The massive chamber stretched before them like a cathedral carved from a single living tree.

Its polished amber floor reflected the rainbow shimmer of the crystal-embedded walls.

Over two thousand beings filled the cavernous space.

As Malin and Aeladar walked toward the front row, they passed representatives from across the globe: tall, elegant Elves in iridescent silks, stoic Dwarven emissaries with gem-encrusted beards, and even the reclusive dragonborn: Dracnors and Dracnaughts.

Whispers circulated through the crowd that Media was sending a representative to claim her mother’s vacant High Council seat.

Malin had not asked Anariel to verify the gossip, assuming the Queen was far too overwhelmed to discuss it.

While her mother had spent years serving as an ambassador for Media, it seemed utterly unthinkable that the treacherous city would dare send a replacement amid the current hostilities.

However, Malin could not be certain if Media’s actual government knew what the CEO of their largest tech giant had been orchestrating in the shadows.

They took their places in ornate, silver-filigree chairs mere steps from the ancient throne. As Anariel’s only living relatives, it was a position of immense, inescapable honor.

Trapped under the weight of thousands of calculating stares, she was profoundly grateful that Will and the kids were allowed to sit several rows behind them.

She had spent the last month drowning in Elven protocols and ancient traditions, desperately trying to learn the rules of the foreign world she now belonged to.

But all the breathtaking beauty could not mask the tragedy hanging in the air.

Beneath the heavy incense, Malin caught the faint, delicate odor of Vixenglove.

Anariel had demanded those blooms specifically as a haunting, deliberate threat.

The rare flowers produced a toxin that turned blood into crystal.

It was the exact method used to slaughter her family, and the new Queen fully intended to ensure no one in the room forgot it.

The throne room blazed with the royal Mellyrn colors.
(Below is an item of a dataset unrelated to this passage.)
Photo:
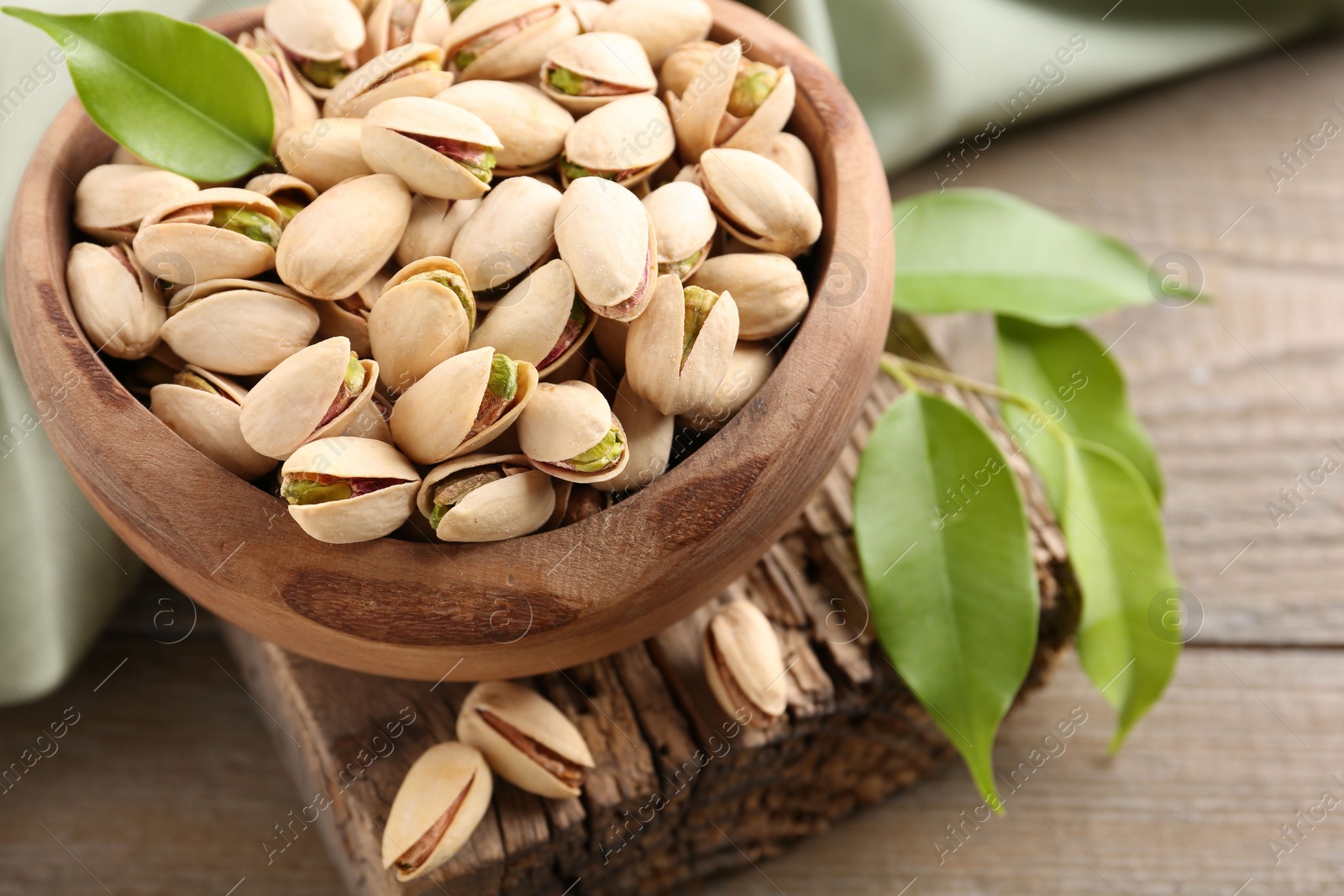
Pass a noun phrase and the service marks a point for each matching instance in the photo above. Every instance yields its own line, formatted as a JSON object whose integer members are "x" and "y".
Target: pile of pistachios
{"x": 511, "y": 253}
Tapestries of deepest violet cascaded between columns wrapped in silver-threaded ribbons that caught and multiplied the light from golden orbs floating near the vaulted ceiling.

Malin’s jaw fell open as Anariel entered the room with her twin Elven mates towering by her sides.

The Queen wore her ceremonial violet silks adorned with silver thread that caught the light of a thousand enchanted candles.

Her waist-length platinum hair was braided into an elaborate crown atop her head, with a single thick plait falling like liquid moonlight across her chest. Tiny woven amethysts perfectly matched the color of her eyes.

Flanking her, the Warden twins buckled the air with their opposing elemental forces.

Nar’s presence hit first. He was a wall of scorching heat that made her inner fire leap in recognition.

His amber eyes smoldered with floating embers that matched the silver-threaded crimson of his tunic.

On the Queen’s other side, Khelek was a silent glacier; the marble frosted beneath his boots, and the steel-grey rings of his eyes contracted with the ship-like groan of the room’s ancient trees.

They stood like sentinels on either side, protective and proud, their hands white-knuckled on the hilts of ceremonial swords they weren’t permitted to draw.

The ceremony stretched on for hours, each ritual more breathtaking than the last, yet a tightness squeezed Malin’s chest. She was certain it was more than the corset under her silks.

When they finally settled the ancient crown upon Anariel’s brow, its silver branches seemed to grow into her platinum hair, and the chamber erupted in thunderous acclaim.

Yet beneath the celebration, dangerous undercurrents of tension churned. Could the people’s adoration protect Anariel from sharing her family’s fate? Her friend’s reluctance to rule made her wise, but that same hesitation might become weakness in the eyes of enemies.

Malin swept the guards, searching for signs of threat. She had seen Anariel cleave through opponents like silk in their battles, but even the mightiest rulers bleed when caught unaware.

The Head Minster offered the final blessing to the kingdom, and cheers exploded around her. She released a sigh, relieved that this portion of her required duty was over.